The three main options for Python source protection are code obfuscation, modifying the interpreter, and compiling to binary; the other methods are basically ineffective. The safest of these three options is to compile py files with Cython (but you need to be careful about compatibility).

The method is simple: write a setup.py file first.

 1
 2
 3
 4
 5
 6
 7
 8
 9
10
11
12
13
from distutils.core import setup
import glob

from Cython.Build import cythonize


py_files = glob.glob('*/**/*.py', recursive=True)  # 第一层的 py 文件不编译,因为 so 文件不支持直接用 python -m 来执行
setup(
    ext_modules=cythonize(
        py_files,
        nthreads=4  # 同时用 4 个进程来编译 py 到 c,根据自己的 CPU 核数来设置
    )
)

If needed, you can refer to documentation to add compiler_directives.

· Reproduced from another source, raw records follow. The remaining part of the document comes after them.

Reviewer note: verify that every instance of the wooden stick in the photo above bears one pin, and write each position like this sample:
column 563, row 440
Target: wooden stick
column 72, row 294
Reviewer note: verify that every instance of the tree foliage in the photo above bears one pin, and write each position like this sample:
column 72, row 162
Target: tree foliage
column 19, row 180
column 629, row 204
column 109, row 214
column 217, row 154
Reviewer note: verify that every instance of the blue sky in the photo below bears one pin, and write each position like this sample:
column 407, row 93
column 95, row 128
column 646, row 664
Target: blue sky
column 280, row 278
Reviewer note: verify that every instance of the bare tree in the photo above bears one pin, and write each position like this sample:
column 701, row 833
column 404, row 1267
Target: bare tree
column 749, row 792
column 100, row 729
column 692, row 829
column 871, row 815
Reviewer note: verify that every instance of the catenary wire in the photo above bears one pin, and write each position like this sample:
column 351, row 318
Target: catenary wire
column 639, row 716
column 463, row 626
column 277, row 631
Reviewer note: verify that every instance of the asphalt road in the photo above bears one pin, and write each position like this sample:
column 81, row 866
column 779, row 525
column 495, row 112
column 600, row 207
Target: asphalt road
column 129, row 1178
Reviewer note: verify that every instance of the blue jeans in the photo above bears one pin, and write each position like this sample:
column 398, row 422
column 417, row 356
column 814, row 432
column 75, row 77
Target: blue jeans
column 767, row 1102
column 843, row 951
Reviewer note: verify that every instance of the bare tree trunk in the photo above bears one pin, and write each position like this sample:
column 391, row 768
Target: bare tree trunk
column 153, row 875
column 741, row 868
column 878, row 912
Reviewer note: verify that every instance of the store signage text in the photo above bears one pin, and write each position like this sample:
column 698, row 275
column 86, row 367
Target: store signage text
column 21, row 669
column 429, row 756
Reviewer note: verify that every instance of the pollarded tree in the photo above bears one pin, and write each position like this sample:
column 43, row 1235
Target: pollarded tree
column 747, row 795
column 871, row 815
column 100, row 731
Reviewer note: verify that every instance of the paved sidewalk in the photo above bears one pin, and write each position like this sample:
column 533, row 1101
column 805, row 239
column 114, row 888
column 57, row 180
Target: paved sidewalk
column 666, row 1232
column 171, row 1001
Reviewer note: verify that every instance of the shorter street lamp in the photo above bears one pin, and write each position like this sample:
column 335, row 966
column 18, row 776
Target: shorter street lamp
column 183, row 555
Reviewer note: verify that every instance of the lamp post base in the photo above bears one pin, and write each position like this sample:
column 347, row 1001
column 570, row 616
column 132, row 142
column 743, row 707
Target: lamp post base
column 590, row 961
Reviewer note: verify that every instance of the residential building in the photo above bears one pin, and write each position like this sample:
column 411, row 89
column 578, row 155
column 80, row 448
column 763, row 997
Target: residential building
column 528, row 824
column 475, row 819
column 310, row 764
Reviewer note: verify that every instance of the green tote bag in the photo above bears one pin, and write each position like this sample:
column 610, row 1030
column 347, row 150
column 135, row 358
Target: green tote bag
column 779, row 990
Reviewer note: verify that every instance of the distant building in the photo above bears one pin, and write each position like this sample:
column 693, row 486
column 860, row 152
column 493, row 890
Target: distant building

Then execute python setup.py build_ext --inplace -j 4 to start compiling, where -inplace is to put the compiled c and so files together with the py files, and -j 4 is to use 4 processes to compile c to so at the same time. When you’re done compiling, delete the py and c files and you’re ready to release. Execution can be done just like a normal Python project, using something like python -m app. If the first level of app.py is also sensitive, you can put it in a lower level package and just write import xxx.app in app.py.

These processes are cumbersome to handle manually, and can be automated with GitLab CI to build them in a few lines of code. But as the project grew, a new problem emerged: the builds were taking longer and longer, even up to half an hour.

So I looked into Cython’s build cache, and found that it checks to see if the py file it needs to build has already generated a corresponding so file; if it has and the file is later than the py file, it skips compiling the py file. When I compiled with docker, I only ``COPYed’’ the source code, but not the so file, so naturally I had to recompile it. But if I COPY the so file directly, it will be modified later than the py file, and even if I change the code, it won’t be recompiled, which obviously doesn’t work either.

To solve this paradox, I thought of mounting a volume and saving both the source and so files on the host, so that the modification time of the files would not be lost. Before compiling, I also need to do some synchronization work, i.e., compare the new source folder that needs to be compiled with the last compiled folder in the volume, delete the py, c and so files that no longer exist, and copy the new or modified py files. This way the new py files will be modified later than so and will be recompiled, while the other py files will be skipped. This solution looks perfect, but docker build doesn’t support mounting volume, which is a real bummer.

I had no choice but to use docker run to mount the volume, compile it, copy the required files from the volume (i.e. the py files in the first layer and the so files in subsequent layers) to the image, and then use docker commit to save the new image. Note: If you’re building locally with docker, you can use COPY or ADD in Dockerfile; however, GitLab CI uses docker in docker, so you can’t access the path in the host directly.

To do this, you need to write two Dockerfiles, one for compiling and one for packaging.

1
2
3
4
5
6
7
8
build:
  script:
    - docker build -f Dockerfile_compile -t xxx-compile .
    - docker rm xxx_compile || true
    - docker run --name xxx_compile -v $CACHE_DIR:/root/xxx xxx-compile python /root/setup.py build_ext --inplace -j 4
    - docker commit xxx_compile xxx-compile
    - docker rm xxx_compile || true
    - docker build -f Dockerfile_package -t $IMAGE_NAME .

What Dockerfile_package does is copy /usr/local/lib and the compiled files from xxx-compile to a new image, which reduces the size of the image and avoids saving intermediate layers. I tested it and found that the compile time was reduced from half an hour to half a minute, done!

Here I came up with a new solution, I don’t actually need to save the py and so modification time, just make sure that the py file I don’t want to compile has a later so file. So I built it directly from the original plan and saved it as an intermediate image. In the second build step, we COPY the files in the intermediate image to another folder, then do a sync and cp the so files that don’t need to be compiled to the corresponding path. Wait for the compilation to complete, and then save it as an intermediate image as well. In the third build step, you can copy the files from the intermediate image to the new image. This solution does not need to expose the host folder, nor does it need to use docker commit, a statement that people with code cleanliness do not want to use, perfect!